Finding rows in SQL where changes but only certain changes while keeping others

Finding rows in SQL where changes but only certain changes while keeping others - sql

I have this scenario where I want each occurrence of an active row to bring back that row in my result set and also inactive if there is only 1 inactive record for that IDENTIFIER and also if there are more than 1 active also show those. I've used Row_Number function and then in another query show where the row = '1' but if I do that row 1s only come back and then I lose some of my desired results. To restate my issue is I want all active records to come back and only inactive where IDENTIFIER is unique. The row that is bold should not be shown in the results.
1 has 1 active record in the DB.
2 has 2 active and 1 inactive records.
3 has no active records.
4 has only 2 active records, no inactive.

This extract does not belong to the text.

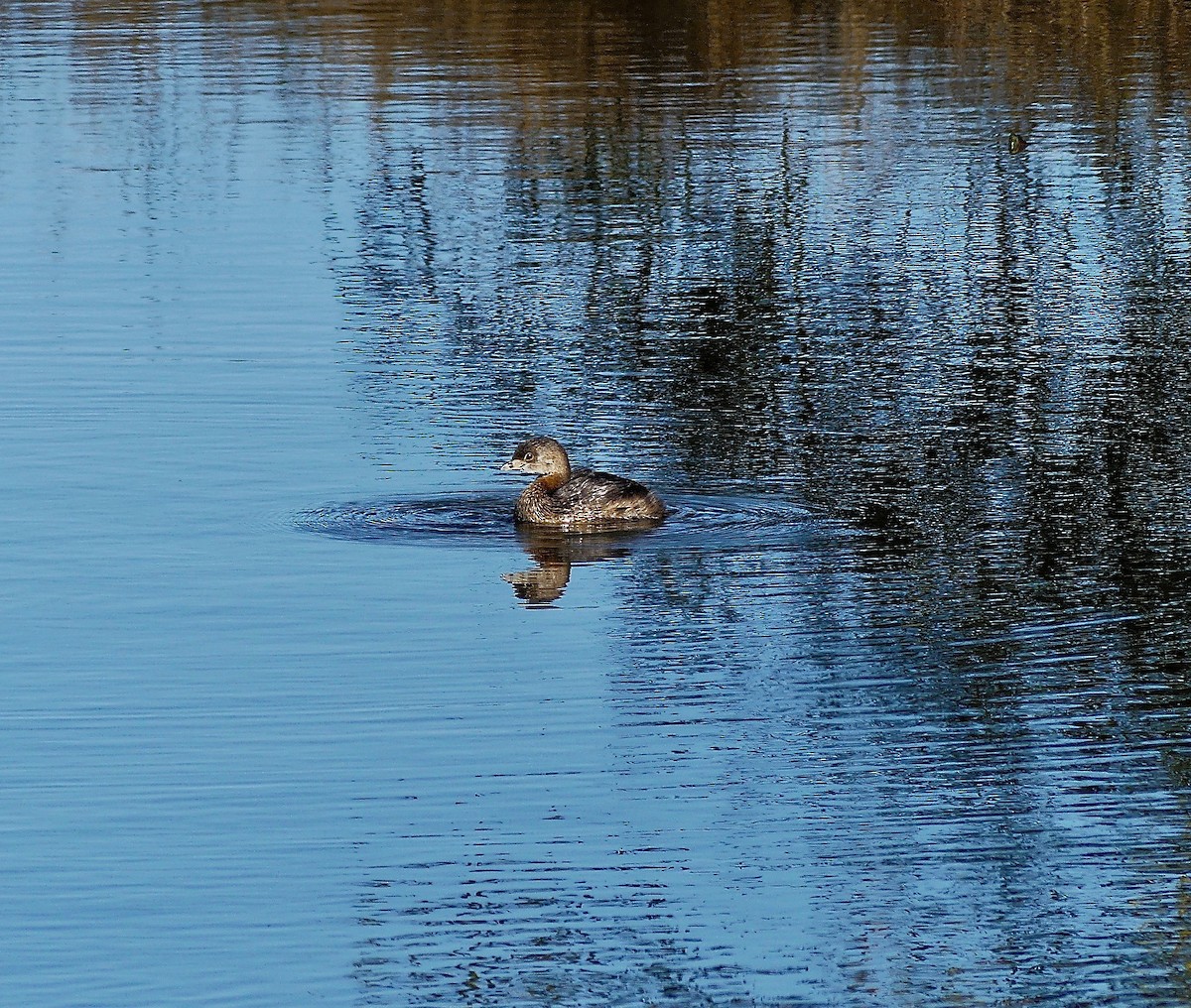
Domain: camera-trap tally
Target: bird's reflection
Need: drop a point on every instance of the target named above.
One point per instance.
(554, 551)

You can use a windowed conditional count, this has the benfit of only scanning the table once
SELECT
t.IDENTIFIER,
t.DB_ID,
t.Status
FROM (
SELECT *,
HasActive = COUNT(CASE WHEN t.Status = 'Active' THEN 1 END) OVER (PARTITION BY t.IDENTIFIER)
FROM YourTable t
) t
WHERE t.Status = 'Active' OR t.HasActive = 0;

One way to do this is with NOT EXISTS:
SELECT t1.*
FROM tablename t1
WHERE t1.Status = 'Active'
OR NOT EXISTS (
SELECT 1
FROM tablename t2
WHERE t2.identifier = t1.identifier AND t2.db_id <> t1.db_id
);
I assume that the column db_id is unique, at least for the same identifier.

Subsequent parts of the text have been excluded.